Assuming that all U.S. three plants now under construction or on the drawing board go into production by 2012, their output will still leave at least 25% of U.S. and Canadian requirements for enriched uranium unmet and fulfilled by imports. The other two plants are the National Enrichment Facility which is being built in New Mexico by Louisiana Energy Services (LES) and the American Centrifuge plant being built in Ohio by the United States Enrichment Corp. (USEC)
So who else might enter the North American market? The unsurprising answer is Canada which according to various sources produces a quarter of the world's uranium from its mines. The province of Saskatchewan is doing more than just thinking about getting into the uranium enrichment business according to statements made by the provincial leader Brad Wall last week.
He said the province, the world's leading uranium producer, would benefit from adding value to the natural resource. Wall said he has already talked to the federal government about getting Canada included on the G8's list of countries that are allowed to enrich uranium.
Wall, who was visiting Washington, DC, to discuss his plans with U.S. counterparts, told the Wall Street Journal, "We're the Saudi Arabia of uranium. It is in our mutual interest for Canada to become a reliable supplier of uranium fuel to the U.S." He made a pitch to Secretary of Energy Samuel Bodman, who is the lead policy advisor to President Bush on uranium enrichment matters.

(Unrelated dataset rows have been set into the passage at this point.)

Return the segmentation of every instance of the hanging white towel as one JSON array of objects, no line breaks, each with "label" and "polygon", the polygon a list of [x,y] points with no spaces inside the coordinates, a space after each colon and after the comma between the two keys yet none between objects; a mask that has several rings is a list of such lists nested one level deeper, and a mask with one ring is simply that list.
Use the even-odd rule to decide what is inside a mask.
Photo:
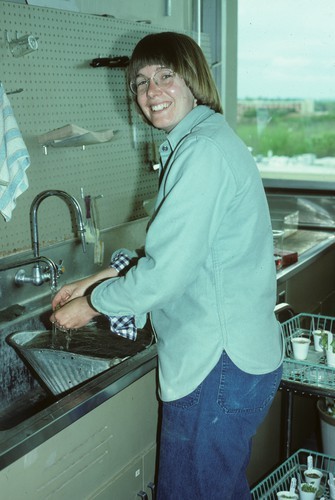
[{"label": "hanging white towel", "polygon": [[12,217],[17,197],[28,189],[26,169],[29,165],[28,150],[0,84],[0,212],[6,222]]}]

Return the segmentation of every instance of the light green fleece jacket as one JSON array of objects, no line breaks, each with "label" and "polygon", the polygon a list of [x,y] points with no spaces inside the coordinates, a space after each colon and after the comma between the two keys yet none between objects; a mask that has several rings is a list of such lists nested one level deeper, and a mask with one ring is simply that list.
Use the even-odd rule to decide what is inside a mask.
[{"label": "light green fleece jacket", "polygon": [[150,312],[160,395],[192,392],[225,350],[263,374],[283,359],[268,205],[246,146],[223,115],[195,107],[160,147],[163,172],[145,256],[93,292],[106,315]]}]

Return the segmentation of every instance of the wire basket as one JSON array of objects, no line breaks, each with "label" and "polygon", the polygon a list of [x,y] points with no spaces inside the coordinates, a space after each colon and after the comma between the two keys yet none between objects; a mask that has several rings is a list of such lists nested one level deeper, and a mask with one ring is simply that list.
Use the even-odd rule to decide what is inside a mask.
[{"label": "wire basket", "polygon": [[301,480],[304,481],[303,472],[307,469],[308,456],[311,456],[313,459],[313,468],[323,473],[316,498],[331,498],[328,486],[328,474],[331,472],[335,475],[335,457],[301,449],[251,490],[252,500],[277,500],[277,492],[282,490],[289,491],[292,478],[295,477],[297,479],[298,475],[300,475]]},{"label": "wire basket", "polygon": [[[327,366],[325,352],[314,350],[313,331],[328,330],[335,333],[335,318],[301,313],[282,323],[285,338],[283,377],[287,382],[308,385],[314,388],[335,389],[335,369]],[[307,359],[293,358],[291,339],[306,337],[311,340]]]}]

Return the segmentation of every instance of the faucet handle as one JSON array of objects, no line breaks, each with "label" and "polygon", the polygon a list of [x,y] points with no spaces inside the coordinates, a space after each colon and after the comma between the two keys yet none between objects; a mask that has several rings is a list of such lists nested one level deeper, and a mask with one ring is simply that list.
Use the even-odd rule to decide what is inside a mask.
[{"label": "faucet handle", "polygon": [[58,264],[56,264],[57,278],[65,272],[65,267],[63,266],[63,259],[61,259]]}]

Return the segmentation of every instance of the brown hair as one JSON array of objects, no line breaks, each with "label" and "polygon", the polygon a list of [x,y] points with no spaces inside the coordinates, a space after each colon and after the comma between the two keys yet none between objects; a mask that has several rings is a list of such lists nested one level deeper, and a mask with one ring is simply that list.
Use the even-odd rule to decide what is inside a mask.
[{"label": "brown hair", "polygon": [[[170,31],[153,33],[138,42],[128,66],[128,83],[145,66],[160,64],[177,73],[191,90],[197,104],[217,113],[222,105],[211,70],[199,45],[189,36]],[[134,101],[137,104],[136,96]]]}]

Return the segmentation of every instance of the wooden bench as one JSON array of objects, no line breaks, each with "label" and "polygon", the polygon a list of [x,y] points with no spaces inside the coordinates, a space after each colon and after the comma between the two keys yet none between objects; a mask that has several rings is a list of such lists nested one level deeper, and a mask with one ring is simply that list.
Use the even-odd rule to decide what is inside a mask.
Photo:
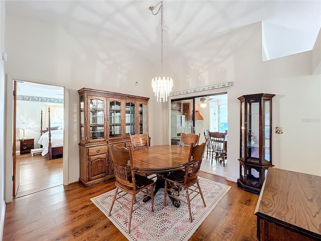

Daryl Kimball of the Arms Control Association told the WSJ that the Group of Eight (G8) countries have agreed not to allow a new uranium enrichment efforts. Canada is a member of the G8. Wall told the WSJ he will push to overturn the ban. Kimball says this may open the door for other countries to follow Canada's lead, and it undercuts western pressure on Iran's uranium enrichment efforts.
Saskatchewan economist Joel Bruneau told the CBC getting the G8's permission should not be difficult as long as the end product is only used for peaceful purposes. A much bigger obstacle would be political and public opposition. Canada has long promoted itself as being outside the nuclear club despite its massive uranium mining operations.
Wall also got in another shot of business speak to the WSJ. He said, "It makes perfect sense for Canada to move up the value chain." In a response to nonproliferation groups who immediately objected to his aspirations, Wall said, "if it is ethical for others to refine and enrich, then it is ethical for us to do it."
Last year when the Canadian government joined the GNEP program there was a brief political uproar about it due in part because it opened the door to uranium enrichment and spent fuel reprocessing. Given the country's market share in the global uranium market, the only real questions was not whether, but when Canada would become part of the nuclear fuel consortium.
No story about nuclear energy in western Canada would be complete without a reference to the use of process heat and electricity from a reactor in the Alberta tar sands. Wall told the WSJ he also has ambitions to build a nuclear reactor in his province for these purposes.
For the past century the wheat field has been the de facto symbol of the province. If Wall's plan goes through, they may have to add the symbol for uranium to the state seal.